The very highest rate occurs at the very peak of the shower, which lasts for a few hours, but the Perseids have a broad peak, so good rates are seen over several nights. If the weather allows, why not go out several times across the peak week? The earliest Perseids are seen around mid-July and the latest towards the end of August, as it takes Earth several weeks to pass through the debris stream.

In 2021, the Perseids peak is scheduled to occur at 19:30 GMT on Thursday 12 August. In the UK, Europe and farther east, the best views will occur in the early hours of Friday 13 August. In the US, both Thursday and Friday mornings will be about equally good.

How to photograph meteors

Photography is a great way to record your meteor-watching memories! Modern DSLR cameras are more than sensitive enough to capture bright meteors provided the shutter is open at the right moment, but you’ll need to pay attention to particular challenges of astrophotography. The night sky is a dark scene, so you’ll need a fast lens attached to your camera and a tripod to keep it steady during long exposures.

Use your camera’s live view and manually focus on a bright star, then take some test shots and experiment with different exposure times. For a wide-angle lens, anything up to 30 seconds will be possible before the stars begin to streak through the shot as the Earth rotates. Having your shutter open for a long time is the key to capturing a meteor. Use a remote shutter or intervalometer to take continuous shots for you, so you don’t have to keep going back to your camera. You can enjoy the shower yourself, and then review your photos later to see if you captured any. They appear is streaks of light which usually brighten towards the end before rapidly fading out. Be careful not to confuse satellite trails, which are lines of constant brightness, for Perseids!

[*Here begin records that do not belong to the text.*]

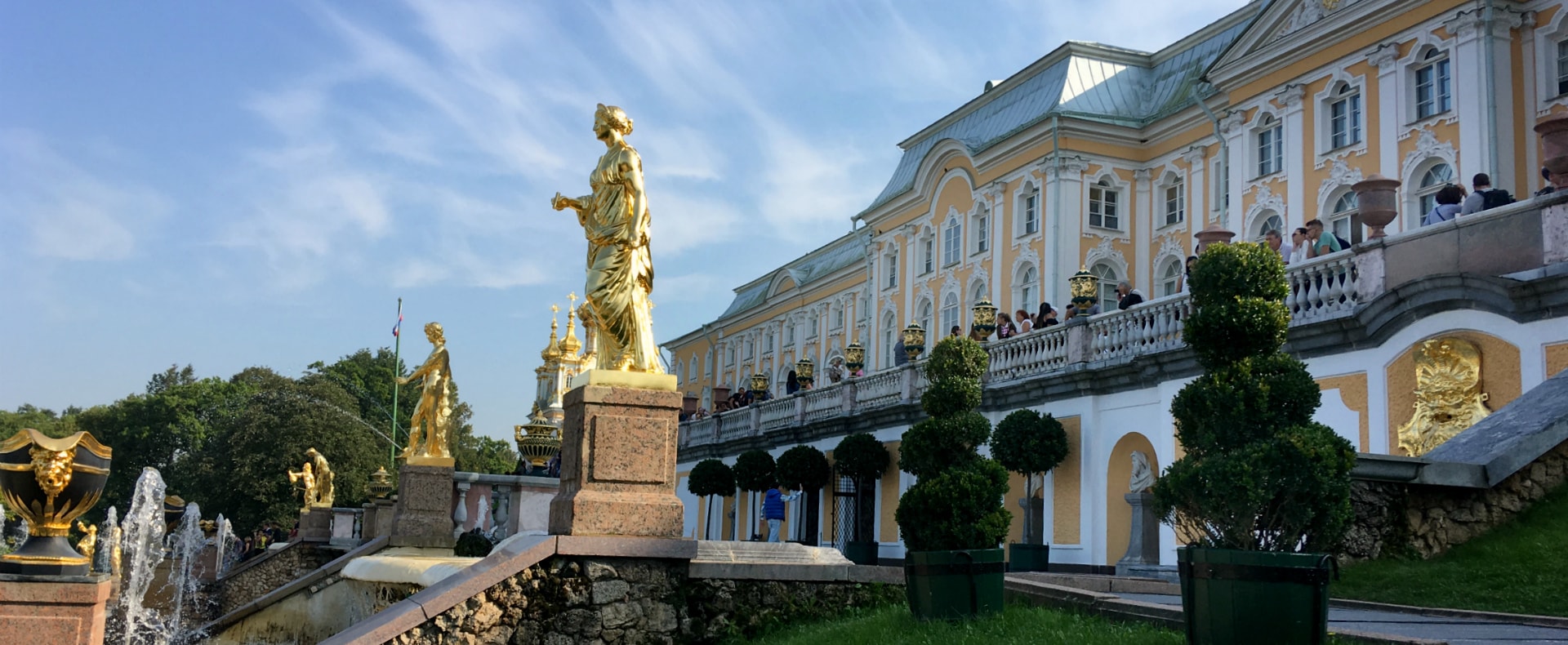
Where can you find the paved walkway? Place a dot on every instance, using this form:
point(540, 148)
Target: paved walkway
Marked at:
point(1454, 631)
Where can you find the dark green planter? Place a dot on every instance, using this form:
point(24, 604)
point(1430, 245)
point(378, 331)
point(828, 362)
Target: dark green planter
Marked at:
point(862, 553)
point(1254, 597)
point(1027, 558)
point(954, 584)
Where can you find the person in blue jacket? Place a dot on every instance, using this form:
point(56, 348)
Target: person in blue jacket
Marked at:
point(773, 510)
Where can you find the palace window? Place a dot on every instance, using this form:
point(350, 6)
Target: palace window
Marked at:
point(1432, 181)
point(1271, 146)
point(1344, 117)
point(1170, 277)
point(952, 242)
point(1032, 212)
point(1102, 211)
point(1433, 85)
point(1175, 201)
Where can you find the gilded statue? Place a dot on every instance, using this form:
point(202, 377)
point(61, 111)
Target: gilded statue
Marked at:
point(620, 265)
point(1448, 394)
point(430, 427)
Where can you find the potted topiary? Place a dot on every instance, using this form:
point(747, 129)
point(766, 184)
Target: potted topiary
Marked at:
point(1029, 444)
point(804, 468)
point(710, 478)
point(952, 518)
point(755, 473)
point(1263, 490)
point(862, 460)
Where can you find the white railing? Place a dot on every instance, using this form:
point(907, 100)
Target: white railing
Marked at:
point(1322, 287)
point(825, 403)
point(778, 413)
point(879, 389)
point(1145, 328)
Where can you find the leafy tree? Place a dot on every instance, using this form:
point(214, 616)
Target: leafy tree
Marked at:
point(1259, 474)
point(1029, 444)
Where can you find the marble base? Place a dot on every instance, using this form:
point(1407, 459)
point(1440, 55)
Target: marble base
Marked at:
point(618, 463)
point(56, 611)
point(422, 515)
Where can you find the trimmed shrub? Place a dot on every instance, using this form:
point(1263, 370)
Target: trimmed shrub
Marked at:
point(1259, 474)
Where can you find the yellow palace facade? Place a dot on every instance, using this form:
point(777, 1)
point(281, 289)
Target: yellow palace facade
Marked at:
point(1114, 159)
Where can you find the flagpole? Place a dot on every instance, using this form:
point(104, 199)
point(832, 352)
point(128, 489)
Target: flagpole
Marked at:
point(397, 350)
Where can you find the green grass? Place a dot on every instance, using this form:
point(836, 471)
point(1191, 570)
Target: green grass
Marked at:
point(1517, 567)
point(1017, 625)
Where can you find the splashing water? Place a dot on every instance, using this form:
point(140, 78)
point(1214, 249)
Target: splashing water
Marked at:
point(143, 551)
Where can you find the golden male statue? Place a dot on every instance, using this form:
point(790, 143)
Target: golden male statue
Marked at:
point(620, 267)
point(430, 427)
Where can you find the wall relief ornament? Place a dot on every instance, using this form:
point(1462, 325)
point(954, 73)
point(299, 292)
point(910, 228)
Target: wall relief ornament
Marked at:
point(1448, 394)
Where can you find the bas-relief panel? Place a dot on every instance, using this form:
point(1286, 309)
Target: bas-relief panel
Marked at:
point(1499, 379)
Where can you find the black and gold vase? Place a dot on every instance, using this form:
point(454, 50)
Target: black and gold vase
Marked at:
point(51, 483)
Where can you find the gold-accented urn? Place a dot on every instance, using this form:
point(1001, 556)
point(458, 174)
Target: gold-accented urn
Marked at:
point(51, 483)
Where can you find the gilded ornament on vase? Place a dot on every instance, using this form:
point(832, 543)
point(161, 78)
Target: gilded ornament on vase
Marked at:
point(1448, 394)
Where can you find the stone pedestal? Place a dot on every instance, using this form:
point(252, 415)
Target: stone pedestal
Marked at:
point(1143, 545)
point(618, 462)
point(422, 515)
point(315, 524)
point(378, 520)
point(52, 609)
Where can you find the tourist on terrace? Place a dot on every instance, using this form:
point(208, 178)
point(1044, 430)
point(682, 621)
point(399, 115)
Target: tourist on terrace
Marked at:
point(1024, 322)
point(1450, 200)
point(1126, 296)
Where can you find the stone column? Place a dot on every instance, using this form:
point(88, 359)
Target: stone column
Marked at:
point(1143, 546)
point(618, 457)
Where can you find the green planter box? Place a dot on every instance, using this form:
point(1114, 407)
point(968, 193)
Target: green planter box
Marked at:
point(954, 584)
point(1027, 558)
point(862, 553)
point(1254, 597)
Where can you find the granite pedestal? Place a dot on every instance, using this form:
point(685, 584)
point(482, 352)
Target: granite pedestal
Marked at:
point(54, 609)
point(618, 462)
point(422, 515)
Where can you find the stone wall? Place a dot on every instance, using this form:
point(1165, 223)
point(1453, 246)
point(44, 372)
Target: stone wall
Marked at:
point(1423, 520)
point(606, 600)
point(264, 573)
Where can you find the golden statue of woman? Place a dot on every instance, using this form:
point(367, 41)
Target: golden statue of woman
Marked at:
point(431, 423)
point(620, 267)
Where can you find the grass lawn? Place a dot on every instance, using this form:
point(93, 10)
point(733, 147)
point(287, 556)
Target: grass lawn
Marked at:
point(1017, 625)
point(1518, 567)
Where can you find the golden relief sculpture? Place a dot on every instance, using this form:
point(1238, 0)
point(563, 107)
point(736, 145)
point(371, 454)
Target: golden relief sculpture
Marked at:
point(620, 265)
point(1448, 394)
point(430, 427)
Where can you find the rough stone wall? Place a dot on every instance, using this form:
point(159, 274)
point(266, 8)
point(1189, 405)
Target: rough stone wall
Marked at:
point(584, 600)
point(1419, 520)
point(255, 580)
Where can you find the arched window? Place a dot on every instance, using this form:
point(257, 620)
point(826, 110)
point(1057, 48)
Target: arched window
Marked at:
point(1432, 181)
point(1170, 277)
point(1107, 284)
point(1102, 206)
point(949, 313)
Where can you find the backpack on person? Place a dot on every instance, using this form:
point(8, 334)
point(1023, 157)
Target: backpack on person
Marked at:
point(1493, 198)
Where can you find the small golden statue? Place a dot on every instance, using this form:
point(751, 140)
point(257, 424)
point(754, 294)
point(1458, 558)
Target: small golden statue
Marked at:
point(88, 544)
point(1448, 394)
point(620, 265)
point(430, 427)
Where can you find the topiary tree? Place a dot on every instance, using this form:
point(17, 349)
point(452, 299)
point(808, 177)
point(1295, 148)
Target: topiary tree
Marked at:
point(957, 503)
point(1259, 474)
point(755, 473)
point(710, 478)
point(1029, 444)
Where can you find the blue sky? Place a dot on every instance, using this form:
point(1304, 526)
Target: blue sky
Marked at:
point(238, 184)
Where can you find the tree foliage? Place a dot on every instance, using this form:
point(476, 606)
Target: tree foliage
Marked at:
point(1259, 474)
point(957, 501)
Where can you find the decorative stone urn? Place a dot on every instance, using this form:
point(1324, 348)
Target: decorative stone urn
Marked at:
point(1377, 200)
point(51, 483)
point(1554, 148)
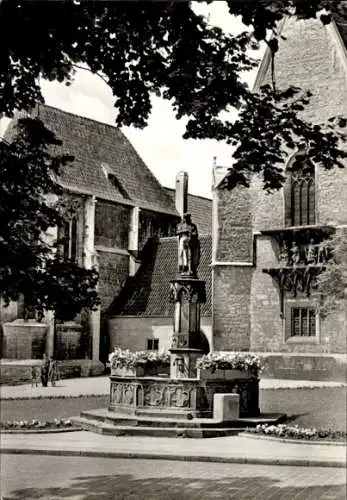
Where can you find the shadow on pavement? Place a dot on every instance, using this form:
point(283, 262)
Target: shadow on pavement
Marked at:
point(126, 487)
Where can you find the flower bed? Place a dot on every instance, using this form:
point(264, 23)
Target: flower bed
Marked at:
point(24, 425)
point(139, 363)
point(295, 432)
point(243, 362)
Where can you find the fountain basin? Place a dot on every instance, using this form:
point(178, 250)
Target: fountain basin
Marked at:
point(180, 398)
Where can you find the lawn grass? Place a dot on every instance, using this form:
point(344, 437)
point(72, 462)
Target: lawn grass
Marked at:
point(319, 407)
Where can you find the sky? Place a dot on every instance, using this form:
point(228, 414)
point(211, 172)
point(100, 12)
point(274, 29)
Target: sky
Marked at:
point(160, 144)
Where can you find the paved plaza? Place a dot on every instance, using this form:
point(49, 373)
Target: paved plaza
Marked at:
point(71, 478)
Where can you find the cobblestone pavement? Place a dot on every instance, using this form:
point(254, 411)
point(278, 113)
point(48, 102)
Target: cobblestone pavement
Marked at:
point(71, 478)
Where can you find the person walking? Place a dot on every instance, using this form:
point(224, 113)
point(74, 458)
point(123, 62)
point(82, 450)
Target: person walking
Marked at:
point(33, 376)
point(52, 371)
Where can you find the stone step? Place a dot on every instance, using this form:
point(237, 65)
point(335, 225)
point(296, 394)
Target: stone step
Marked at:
point(131, 430)
point(109, 422)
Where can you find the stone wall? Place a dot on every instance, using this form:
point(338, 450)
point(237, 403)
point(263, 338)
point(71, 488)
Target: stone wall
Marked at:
point(246, 301)
point(112, 225)
point(113, 270)
point(24, 340)
point(132, 333)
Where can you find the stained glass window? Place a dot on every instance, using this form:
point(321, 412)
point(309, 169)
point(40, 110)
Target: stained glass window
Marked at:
point(303, 322)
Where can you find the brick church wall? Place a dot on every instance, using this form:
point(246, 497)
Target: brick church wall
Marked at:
point(112, 224)
point(113, 271)
point(246, 300)
point(232, 284)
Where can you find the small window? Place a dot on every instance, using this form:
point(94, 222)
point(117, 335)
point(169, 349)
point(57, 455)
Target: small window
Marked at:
point(300, 195)
point(303, 322)
point(152, 344)
point(70, 240)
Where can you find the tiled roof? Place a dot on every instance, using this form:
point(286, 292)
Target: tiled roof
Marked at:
point(100, 149)
point(201, 210)
point(147, 293)
point(341, 20)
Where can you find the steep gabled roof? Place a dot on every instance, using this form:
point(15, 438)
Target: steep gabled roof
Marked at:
point(106, 164)
point(201, 210)
point(147, 293)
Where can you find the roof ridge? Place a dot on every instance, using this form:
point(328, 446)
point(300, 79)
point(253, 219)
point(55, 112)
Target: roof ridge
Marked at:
point(80, 116)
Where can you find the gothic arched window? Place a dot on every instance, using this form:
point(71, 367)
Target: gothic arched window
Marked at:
point(70, 239)
point(300, 194)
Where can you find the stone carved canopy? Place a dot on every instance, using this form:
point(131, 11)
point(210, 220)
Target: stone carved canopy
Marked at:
point(303, 253)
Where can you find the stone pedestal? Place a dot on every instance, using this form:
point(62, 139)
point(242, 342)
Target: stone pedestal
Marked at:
point(187, 293)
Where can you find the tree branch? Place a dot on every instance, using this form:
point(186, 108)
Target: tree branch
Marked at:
point(90, 71)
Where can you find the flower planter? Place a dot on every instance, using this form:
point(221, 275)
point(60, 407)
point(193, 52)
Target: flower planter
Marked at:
point(205, 374)
point(137, 371)
point(156, 369)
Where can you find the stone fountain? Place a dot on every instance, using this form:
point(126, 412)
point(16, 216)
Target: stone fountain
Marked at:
point(191, 402)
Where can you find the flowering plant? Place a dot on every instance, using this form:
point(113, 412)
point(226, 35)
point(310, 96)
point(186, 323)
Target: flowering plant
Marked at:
point(121, 358)
point(229, 361)
point(35, 424)
point(296, 432)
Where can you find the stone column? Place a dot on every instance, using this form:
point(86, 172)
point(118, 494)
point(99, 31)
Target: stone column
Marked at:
point(186, 348)
point(187, 292)
point(89, 259)
point(51, 236)
point(134, 241)
point(181, 200)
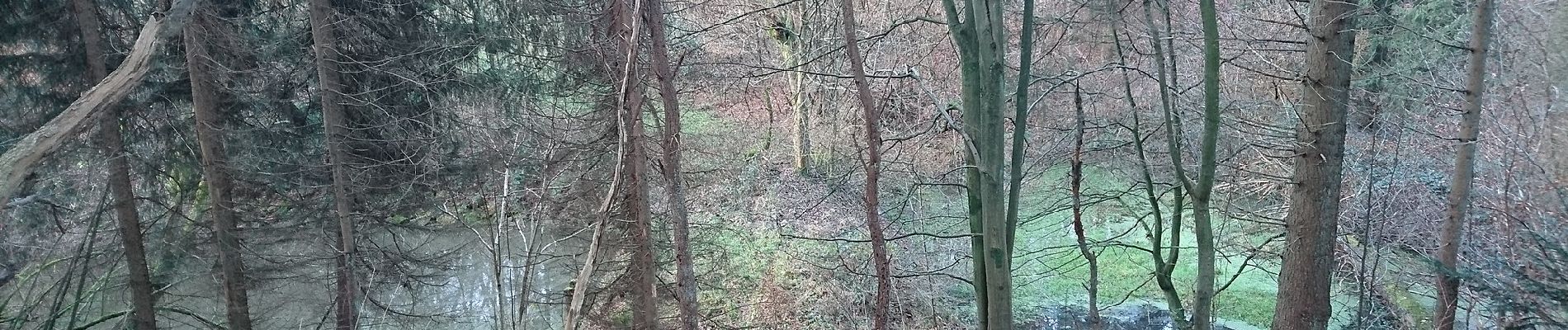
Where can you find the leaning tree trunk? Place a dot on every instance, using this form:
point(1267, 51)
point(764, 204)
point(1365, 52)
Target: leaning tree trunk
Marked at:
point(336, 125)
point(215, 167)
point(659, 52)
point(1463, 172)
point(872, 118)
point(19, 160)
point(1164, 263)
point(1319, 160)
point(139, 280)
point(980, 40)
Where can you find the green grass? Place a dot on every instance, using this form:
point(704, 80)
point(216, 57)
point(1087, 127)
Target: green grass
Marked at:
point(1059, 274)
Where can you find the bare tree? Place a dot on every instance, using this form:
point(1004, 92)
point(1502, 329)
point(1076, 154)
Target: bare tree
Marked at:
point(659, 52)
point(19, 160)
point(872, 120)
point(1451, 238)
point(113, 144)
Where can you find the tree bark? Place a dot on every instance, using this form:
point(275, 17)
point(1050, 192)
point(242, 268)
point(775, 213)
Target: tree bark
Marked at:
point(1076, 174)
point(642, 271)
point(659, 52)
point(980, 52)
point(1451, 238)
point(786, 30)
point(19, 160)
point(1313, 219)
point(336, 125)
point(1202, 191)
point(1164, 265)
point(872, 120)
point(1015, 185)
point(121, 190)
point(215, 167)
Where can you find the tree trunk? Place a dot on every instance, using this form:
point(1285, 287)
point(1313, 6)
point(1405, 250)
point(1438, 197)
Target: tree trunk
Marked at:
point(1015, 185)
point(786, 31)
point(1451, 238)
point(1164, 263)
point(215, 167)
point(625, 29)
point(336, 124)
point(121, 190)
point(980, 50)
point(872, 118)
point(19, 160)
point(1076, 172)
point(659, 52)
point(1202, 216)
point(1313, 219)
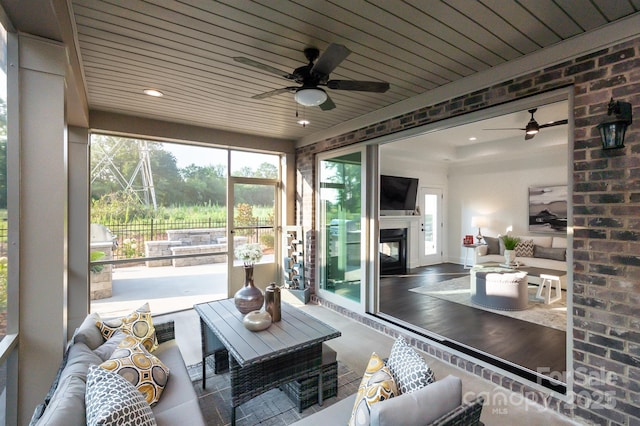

An iPhone 12 Pro Max photo (30-second exposure) showing a Perseid meteor passing the small constellation Delphinus. The bright star in the centre-right of the photo is Altair - the southern star of the Summer Triangle

Don’t have a dedicated camera and lens? Try using your smartphone! Modern phones are remarkably capable at capturing meteors in front of starry skies, thanks to their fast optics and software-driven noise reduction. If your phone has a ‘night mode’ or astrophotography feature, you can set it up on a tripod as a meteor camera. Manually set the exposure to the longest available - for example, 30 seconds on the iPhone. Fire away and check out the results. You may be surprised by what you see!